= Peter Pienaar =

Fictional character

Peter Pienaar is a character from John Buchan's series of Richard Hannay books.
He is described by Hannay as being "five foot ten, very thin and active, and as strong as a buffalo [with] pale blue eyes, a face as gentle as a girl's, and a soft sleepy voice."

==About==

The origins of Pienaar's character and person in the Richard Hannay novels are that Pienaar is a 'white hunter' and sometime "ne'er-do-well" whom Hannay met during his time spent in South Africa as a mining engineer, some time before World War I. They formed a very strong bond of comradely friendship forged in moments of extreme danger.

Pienaar appears in the following "Richard Hannay" novels: Greenmantle, The Island of Sheep, and Mr Standfast.

==Plots==
In Greenmantle, Pienaar aids Hannay as an agent who deceives the German authorities in 1915 about the intentions and inclinations of Afrikaners towards the British Empire, and about how important the Middle East is to British interests. Pienaar plays, while unauthorised and gallivanting in Imperial Germany, a slightly deranged but anti-British Boer, who only wants to do harm to the British Empire out of revenge for wrongs done to his people during the Anglo-Boer war (the Second South African War). He is re-united with Hannay by chance at a harbour on the Danube, on the way to Constantinople, the capital of the Ottoman empire.

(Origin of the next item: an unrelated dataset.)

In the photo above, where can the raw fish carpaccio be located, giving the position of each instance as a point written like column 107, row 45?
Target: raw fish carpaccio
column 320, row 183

Near the end of the novel Mr Standfast, Pienaar - who joined the Royal Flying Corps in 1916 and become something of an "ace" and a hero to the younger pilots although modest and self-effacing as a man, is killed in an aerial collision during an heroic battle with the German air ace "Lensch" (also portrayed by Buchan as a chivalrous and honourable enemy, for Pienaar met him while in brief captivity previous to this story, and Lensch saw to his well-being). Lensch, leading a flight of fighter/observers, is carrying back to the German lines the secret of the terrible vulnerability of the Allied lines at that point in early 1918. The event is witnessed by General Richard Hannay on the ground, in his trench lines, a short distance away.

Pienaar is buried in the last scene of Mr Standfast, in which Richard Hannay, in the presence of Mary Lamington and John S. Blenkiron, reads the valediction for "Mr Valiant-for-Truth" (from "Pilgrim's Progress") instead of that for Mr Standfast: as Hannay believes that Pienaar earned that greater salute for his bravery than what he would have otherwise warranted. Pienaar is awarded the VC posthumously, for his action.

The reference to "Mr Standfast", a character from John Bunyan's Pilgrim's Progress, is because Pienaar is stated as often comparing himself to that fictional character.

The plot of The Island of Sheep arises from an incident in South Africa involving Hannay and Pienaar. Pienaar inspires Hannay's character based disguises in The 39 Steps.